CLR 4.0 ThreadPool Improvements: Part 1

This is the first in a series of posts about the improvements we are making to the CLR thread pool for CLR 4.0 (which will ship with Visual Studio 2010). This post will cover changes to the queuing infrastructure in the thread pool, which aim to enable high-performance fine-grained parallelism via the Task Parallel Library. Future posts will cover the “thread injection” algorithm, and any other topics that readers would like to see.

Please note that all the usual caveats apply here: I’m discussing pre-release software, and all details are subject to change before final release. In fact, one goal of this post is to solicit feedback, so we can know what changes we need to make before we ship.
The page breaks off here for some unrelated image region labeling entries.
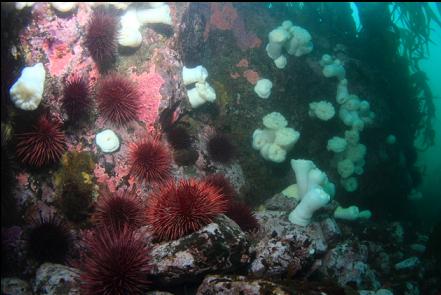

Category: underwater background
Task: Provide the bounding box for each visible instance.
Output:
[1,2,441,295]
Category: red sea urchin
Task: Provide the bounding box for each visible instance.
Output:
[96,74,140,126]
[146,179,227,241]
[94,191,145,231]
[129,138,172,182]
[79,227,150,295]
[62,75,92,123]
[17,115,66,167]
[85,9,118,67]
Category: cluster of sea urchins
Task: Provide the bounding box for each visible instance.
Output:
[16,115,66,167]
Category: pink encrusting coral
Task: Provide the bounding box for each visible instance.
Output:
[130,64,165,131]
[20,3,97,78]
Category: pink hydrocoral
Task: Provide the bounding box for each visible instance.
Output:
[20,3,95,77]
[206,2,239,30]
[130,65,165,129]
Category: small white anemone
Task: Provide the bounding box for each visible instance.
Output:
[95,129,119,153]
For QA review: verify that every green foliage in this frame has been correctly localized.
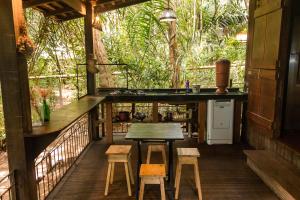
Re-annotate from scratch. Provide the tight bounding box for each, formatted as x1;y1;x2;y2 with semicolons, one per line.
102;0;247;88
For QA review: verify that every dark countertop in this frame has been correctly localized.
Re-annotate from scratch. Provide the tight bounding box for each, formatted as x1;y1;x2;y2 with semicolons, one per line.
98;88;248;103
125;123;184;140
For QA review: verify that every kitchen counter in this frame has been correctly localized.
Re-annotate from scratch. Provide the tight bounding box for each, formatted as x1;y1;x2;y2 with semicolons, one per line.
98;88;248;143
99;88;247;103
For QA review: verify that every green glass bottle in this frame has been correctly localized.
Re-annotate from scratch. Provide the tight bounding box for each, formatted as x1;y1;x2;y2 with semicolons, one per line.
42;99;50;123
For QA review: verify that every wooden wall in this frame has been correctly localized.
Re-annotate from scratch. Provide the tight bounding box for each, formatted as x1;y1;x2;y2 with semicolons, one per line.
246;0;282;138
246;0;300;169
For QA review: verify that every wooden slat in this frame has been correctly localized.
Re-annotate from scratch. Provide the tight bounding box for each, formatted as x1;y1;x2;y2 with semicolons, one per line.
48;137;278;200
44;7;73;17
23;0;56;8
95;0;149;13
254;0;282;17
244;150;300;200
61;0;86;15
198;101;207;143
26;96;103;137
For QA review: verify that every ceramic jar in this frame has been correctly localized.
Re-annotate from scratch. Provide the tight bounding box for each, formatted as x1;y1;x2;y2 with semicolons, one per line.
216;59;230;94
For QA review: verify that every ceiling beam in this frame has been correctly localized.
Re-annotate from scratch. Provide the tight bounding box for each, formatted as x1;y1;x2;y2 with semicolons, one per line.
95;0;150;13
62;0;86;15
44;7;74;17
23;0;55;8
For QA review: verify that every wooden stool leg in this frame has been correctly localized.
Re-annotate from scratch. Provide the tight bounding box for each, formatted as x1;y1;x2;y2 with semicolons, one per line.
194;160;202;200
161;149;168;173
146;146;152;164
174;160;179;188
128;159;134;185
160;178;166;200
139;178;145;200
110;163;115;184
124;163;131;196
104;163;111;196
175;163;182;199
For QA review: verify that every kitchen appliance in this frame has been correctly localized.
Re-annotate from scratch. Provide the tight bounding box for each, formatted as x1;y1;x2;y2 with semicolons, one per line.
206;99;234;145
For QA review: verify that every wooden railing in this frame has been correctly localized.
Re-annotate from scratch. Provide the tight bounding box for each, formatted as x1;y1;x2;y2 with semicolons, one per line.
35;114;89;200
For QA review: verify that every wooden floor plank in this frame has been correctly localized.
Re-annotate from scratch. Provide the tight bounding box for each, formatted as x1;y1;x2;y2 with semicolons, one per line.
51;136;278;200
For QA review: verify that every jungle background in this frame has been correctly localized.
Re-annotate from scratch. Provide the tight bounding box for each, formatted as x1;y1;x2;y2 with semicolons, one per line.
0;0;248;147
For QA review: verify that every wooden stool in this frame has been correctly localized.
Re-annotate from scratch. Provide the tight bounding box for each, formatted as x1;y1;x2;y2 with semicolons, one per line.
146;144;168;171
104;145;134;196
139;164;166;200
175;148;202;200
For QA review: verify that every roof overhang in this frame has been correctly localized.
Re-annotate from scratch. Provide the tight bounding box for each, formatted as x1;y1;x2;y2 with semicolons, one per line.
23;0;150;21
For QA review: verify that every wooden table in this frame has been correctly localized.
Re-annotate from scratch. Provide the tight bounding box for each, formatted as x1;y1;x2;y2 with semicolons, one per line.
125;123;184;199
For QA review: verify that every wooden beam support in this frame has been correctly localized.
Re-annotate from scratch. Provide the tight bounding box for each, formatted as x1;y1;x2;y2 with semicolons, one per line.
95;0;150;13
233;100;242;144
105;103;113;144
44;7;74;17
62;0;88;16
0;0;37;200
198;100;207;143
23;0;56;8
152;101;159;123
84;0;99;140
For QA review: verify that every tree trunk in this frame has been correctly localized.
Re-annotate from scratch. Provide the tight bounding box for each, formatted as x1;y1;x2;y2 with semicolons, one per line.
93;29;116;87
169;21;180;88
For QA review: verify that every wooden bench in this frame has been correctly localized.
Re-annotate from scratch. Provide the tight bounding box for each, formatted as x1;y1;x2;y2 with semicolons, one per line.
139;164;166;200
104;145;134;196
244;150;300;200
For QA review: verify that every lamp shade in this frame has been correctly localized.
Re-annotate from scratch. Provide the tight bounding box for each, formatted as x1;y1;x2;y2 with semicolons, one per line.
159;8;176;22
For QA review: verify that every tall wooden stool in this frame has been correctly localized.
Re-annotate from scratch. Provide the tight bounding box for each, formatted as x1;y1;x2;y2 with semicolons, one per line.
104;145;134;196
175;148;202;200
146;144;168;171
139;164;166;200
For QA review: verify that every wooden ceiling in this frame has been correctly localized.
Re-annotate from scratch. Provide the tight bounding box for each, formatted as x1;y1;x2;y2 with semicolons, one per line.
95;0;150;13
23;0;149;21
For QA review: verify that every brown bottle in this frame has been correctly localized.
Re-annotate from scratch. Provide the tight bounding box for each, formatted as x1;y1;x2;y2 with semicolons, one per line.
216;59;230;94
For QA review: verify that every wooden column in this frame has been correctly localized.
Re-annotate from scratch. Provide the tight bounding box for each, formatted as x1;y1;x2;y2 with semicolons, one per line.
152;101;159;123
84;0;99;140
0;0;37;200
198;100;207;143
233;100;242;144
105;103;113;143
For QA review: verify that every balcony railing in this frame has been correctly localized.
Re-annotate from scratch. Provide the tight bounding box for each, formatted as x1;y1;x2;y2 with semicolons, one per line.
35;114;89;200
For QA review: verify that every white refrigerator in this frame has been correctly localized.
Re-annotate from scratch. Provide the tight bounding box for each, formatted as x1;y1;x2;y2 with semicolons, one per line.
206;99;234;145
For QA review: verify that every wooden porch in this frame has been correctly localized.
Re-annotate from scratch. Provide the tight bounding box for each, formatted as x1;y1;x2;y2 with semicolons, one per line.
49;136;278;200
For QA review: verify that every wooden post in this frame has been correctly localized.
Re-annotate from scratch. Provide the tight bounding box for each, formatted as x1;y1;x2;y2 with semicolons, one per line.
84;0;100;140
101;103;105;137
152;101;159;123
233;100;242;144
105;103;113;143
0;0;37;200
198;100;207;143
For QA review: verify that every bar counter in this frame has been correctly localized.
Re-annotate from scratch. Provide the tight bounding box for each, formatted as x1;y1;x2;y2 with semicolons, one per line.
98;88;248;143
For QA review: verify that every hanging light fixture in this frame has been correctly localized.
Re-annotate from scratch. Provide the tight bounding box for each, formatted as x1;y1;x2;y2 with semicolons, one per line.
159;0;176;22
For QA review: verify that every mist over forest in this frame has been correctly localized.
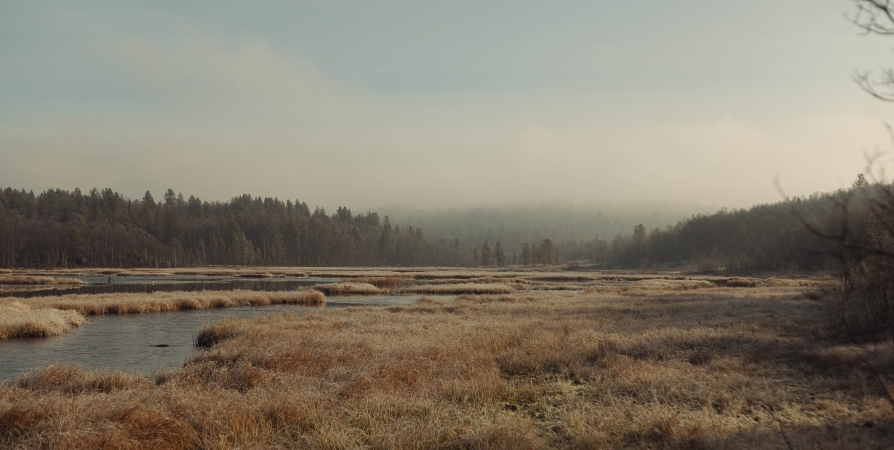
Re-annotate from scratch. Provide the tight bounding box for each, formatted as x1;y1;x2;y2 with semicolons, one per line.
0;183;866;273
377;201;717;248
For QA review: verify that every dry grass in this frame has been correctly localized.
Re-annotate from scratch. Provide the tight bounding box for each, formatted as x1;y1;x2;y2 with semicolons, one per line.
0;276;87;285
313;282;382;295
0;300;84;339
0;280;894;449
0;290;326;315
347;276;407;290
401;283;516;295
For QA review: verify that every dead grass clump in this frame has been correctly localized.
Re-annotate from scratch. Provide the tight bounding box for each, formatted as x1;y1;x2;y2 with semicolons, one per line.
0;299;84;339
313;282;382;295
0;280;894;449
236;272;276;278
0;276;87;285
0;289;326;315
348;276;407;291
402;283;516;295
14;364;153;394
585;278;717;296
726;277;762;287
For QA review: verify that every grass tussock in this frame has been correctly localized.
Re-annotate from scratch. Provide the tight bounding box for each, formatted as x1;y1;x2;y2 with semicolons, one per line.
313;282;382;295
586;278;718;296
0;287;894;449
0;290;326;315
0;275;87;285
725;277;762;287
348;276;408;291
402;283;516;295
0;299;84;339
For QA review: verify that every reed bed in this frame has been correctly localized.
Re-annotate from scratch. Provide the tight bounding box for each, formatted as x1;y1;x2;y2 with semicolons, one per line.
0;300;84;339
0;287;894;449
347;276;408;290
425;277;530;285
0;275;87;285
0;289;326;315
401;283;516;295
313;282;382;295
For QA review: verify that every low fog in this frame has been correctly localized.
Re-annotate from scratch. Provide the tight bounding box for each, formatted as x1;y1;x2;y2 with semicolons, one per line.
0;1;888;212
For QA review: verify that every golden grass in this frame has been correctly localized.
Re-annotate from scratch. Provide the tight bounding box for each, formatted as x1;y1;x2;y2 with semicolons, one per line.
313;282;382;295
0;300;84;339
401;283;516;295
0;276;87;285
0;280;894;449
346;276;407;290
0;290;326;315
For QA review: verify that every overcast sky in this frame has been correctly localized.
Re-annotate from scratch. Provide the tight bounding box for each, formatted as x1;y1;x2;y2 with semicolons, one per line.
0;0;894;208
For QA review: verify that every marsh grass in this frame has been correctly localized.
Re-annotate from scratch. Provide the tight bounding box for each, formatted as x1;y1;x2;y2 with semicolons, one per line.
0;299;84;339
313;282;382;295
0;276;87;285
347;276;409;291
0;280;894;449
401;283;524;295
0;290;326;315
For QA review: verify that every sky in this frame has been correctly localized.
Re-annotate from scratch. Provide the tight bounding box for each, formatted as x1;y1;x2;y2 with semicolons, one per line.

J

A thread pool basically has two functions: It maintains a queue (or queues) of work to be done, and a collection of threads which execute work from the queue(s). So designing a thread pool really comes down to a) finding ways to enqueue and dequeue work items very quickly (to keep the overhead of using the thread pool to a minimum) and b) developing an algorithm for choosing an optimal number of threads to service the queues. This post will cover part (a).

In all prior releases of the CLR, the thread pool exposed a single way to queue work: ThreadPool.QueueUserWorkItem (which I will abbreviate as QUWI from here on out). There are a couple of overloads of this method, and also a version called UnsafeQueueUserWorkItem, but these all amount to basically the same thing: you give us a delegate, and we stick it on a queue for later execution.

(Really there are even more ways to queue work. As mentioned in my previous post we really have two pools of threads – the “worker threads” and the “I/O threads.” Work is queued to the I/O threads in response to the completion of asynchronous I/O, or manually via ThreadPool.UnsafeQueueNativeOverlapped. We currently do not plan any significant changes to the I/O pool for CLR 4.0, as our focus for this release is on enabling fine-grained computational parallelism. For the remainder of this post, we will only discuss the mechanisms behind the “worker threads.”)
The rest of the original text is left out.